How much is left in the tank for this 28-year-old? Beckham is technically questionable for the game but is widely expected to play — and his fellow teammates are impressed.
"He's worked hard," said fellow wide receiver Donovan Peoples-Jones this week. "He's a big part of this team … he looked like Odell [in practice]."
Can that translate to chemistry with Mayfield in the opener? Harken back to January's fourth quarter missed opportunity, and it was clear the team needed a playmaker, a Rob Gronkowski-Tom Brady connection of sorts where someone could be relied on in the make-or-break moments. Beckham once was that type of player.
Sunday's our first chance to find out if he still is.
3. Will Arrowhead Stadium be rocking?
Much of the 2020 NFL season involved playing in front of empty stadiums due to the raging COVID-19 pandemic.

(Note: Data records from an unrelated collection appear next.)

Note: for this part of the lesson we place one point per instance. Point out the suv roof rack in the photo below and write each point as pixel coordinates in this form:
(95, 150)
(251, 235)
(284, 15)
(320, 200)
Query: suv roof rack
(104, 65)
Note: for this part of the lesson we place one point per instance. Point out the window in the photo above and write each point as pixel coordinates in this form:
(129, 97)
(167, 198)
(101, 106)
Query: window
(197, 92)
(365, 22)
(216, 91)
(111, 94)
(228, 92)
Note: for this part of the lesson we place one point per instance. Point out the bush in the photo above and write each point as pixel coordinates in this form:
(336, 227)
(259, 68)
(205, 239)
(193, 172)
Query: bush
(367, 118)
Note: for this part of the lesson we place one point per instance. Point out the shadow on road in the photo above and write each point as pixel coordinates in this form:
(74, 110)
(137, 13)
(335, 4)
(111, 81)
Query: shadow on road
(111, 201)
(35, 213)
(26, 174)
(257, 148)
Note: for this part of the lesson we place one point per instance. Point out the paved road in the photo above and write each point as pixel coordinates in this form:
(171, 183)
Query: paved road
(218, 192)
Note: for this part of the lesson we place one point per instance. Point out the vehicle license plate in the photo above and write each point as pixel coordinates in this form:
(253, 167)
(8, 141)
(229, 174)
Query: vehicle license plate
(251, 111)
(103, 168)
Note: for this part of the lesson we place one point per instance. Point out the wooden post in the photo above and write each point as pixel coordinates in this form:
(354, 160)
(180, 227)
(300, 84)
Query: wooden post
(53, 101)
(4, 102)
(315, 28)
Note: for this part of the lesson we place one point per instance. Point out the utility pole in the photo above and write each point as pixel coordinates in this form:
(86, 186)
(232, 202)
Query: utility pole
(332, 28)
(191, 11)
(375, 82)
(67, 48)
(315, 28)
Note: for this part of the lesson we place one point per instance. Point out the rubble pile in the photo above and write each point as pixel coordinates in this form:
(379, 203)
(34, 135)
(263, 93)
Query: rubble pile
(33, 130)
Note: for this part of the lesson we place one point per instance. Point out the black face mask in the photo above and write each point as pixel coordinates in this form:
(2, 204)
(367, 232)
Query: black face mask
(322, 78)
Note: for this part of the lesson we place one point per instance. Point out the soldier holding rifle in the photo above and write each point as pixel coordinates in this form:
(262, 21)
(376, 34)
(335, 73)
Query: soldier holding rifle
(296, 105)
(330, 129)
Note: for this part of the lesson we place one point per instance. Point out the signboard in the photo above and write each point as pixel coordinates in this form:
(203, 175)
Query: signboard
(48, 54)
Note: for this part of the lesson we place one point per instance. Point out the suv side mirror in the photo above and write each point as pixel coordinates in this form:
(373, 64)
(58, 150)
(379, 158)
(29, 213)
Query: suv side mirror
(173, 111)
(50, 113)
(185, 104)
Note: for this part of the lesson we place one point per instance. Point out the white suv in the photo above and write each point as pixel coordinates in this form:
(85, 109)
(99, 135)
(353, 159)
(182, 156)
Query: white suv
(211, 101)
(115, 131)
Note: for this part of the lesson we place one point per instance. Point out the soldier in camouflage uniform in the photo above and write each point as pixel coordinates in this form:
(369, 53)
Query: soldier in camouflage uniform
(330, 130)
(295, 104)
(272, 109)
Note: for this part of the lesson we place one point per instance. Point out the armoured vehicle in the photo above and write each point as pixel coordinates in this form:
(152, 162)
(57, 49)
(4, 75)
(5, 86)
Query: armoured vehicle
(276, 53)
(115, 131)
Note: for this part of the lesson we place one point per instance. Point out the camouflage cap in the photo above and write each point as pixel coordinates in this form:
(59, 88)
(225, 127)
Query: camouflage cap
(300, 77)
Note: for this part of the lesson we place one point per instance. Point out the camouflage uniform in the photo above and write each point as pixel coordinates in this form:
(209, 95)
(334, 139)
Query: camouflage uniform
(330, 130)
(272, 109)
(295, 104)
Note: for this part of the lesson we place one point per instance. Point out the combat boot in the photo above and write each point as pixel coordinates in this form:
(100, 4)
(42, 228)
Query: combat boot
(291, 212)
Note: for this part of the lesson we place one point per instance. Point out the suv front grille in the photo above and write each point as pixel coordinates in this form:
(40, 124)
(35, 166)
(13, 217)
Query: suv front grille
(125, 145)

Even in the postseason, seating was limited as the sport adhered to local protocols and tried to protect fans from contracting the virus.
With a vaccine widely available in 2021, there are no such restrictions this year. That returns Arrowhead to its place as one of the toughest NFL road stadiums to play in. The Chiefs have piled up a 47-17 regular-season record there since 2012, and even a limited crowd helped them power through last year's push to the Super Bowl.
Don't just take our word for it. Ask Mayfield.
"Arrowhead is one of the more hostile environments in the whole league," he said earlier this week. "And them being back at full capacity, I can only imagine how loud it is going to be. We have to know our game plan inside and out to where if a guy does not hear complete calls, they know exactly where to fill in the pieces."
Easier said than done in the wake of 80,000 screaming voices. The key for the Browns may actually be their defense tuning out the crowd more than the offense. Every team that's beaten the Chiefs at home during the Mahomes era, with the exception of one, has held them to less than 30 points. The exception was the Las Vegas Raiders, who weren't in front of a full stadium when they did it last season in a Week 5 victory (40-32).
Home-field advantage described above makes it hard to bet against the Chiefs. The Browns come into this year somewhat cocky and highly motivated. Moving forward, they'll be a tough out.
But the Chiefs remain a gold standard in the conference, energized in their quest to avenge February's Super Bowl defeat. Expect a display of offensive fireworks as the Browns learn what it's like to play against Mahomes for a whole game … not just the first few quarters.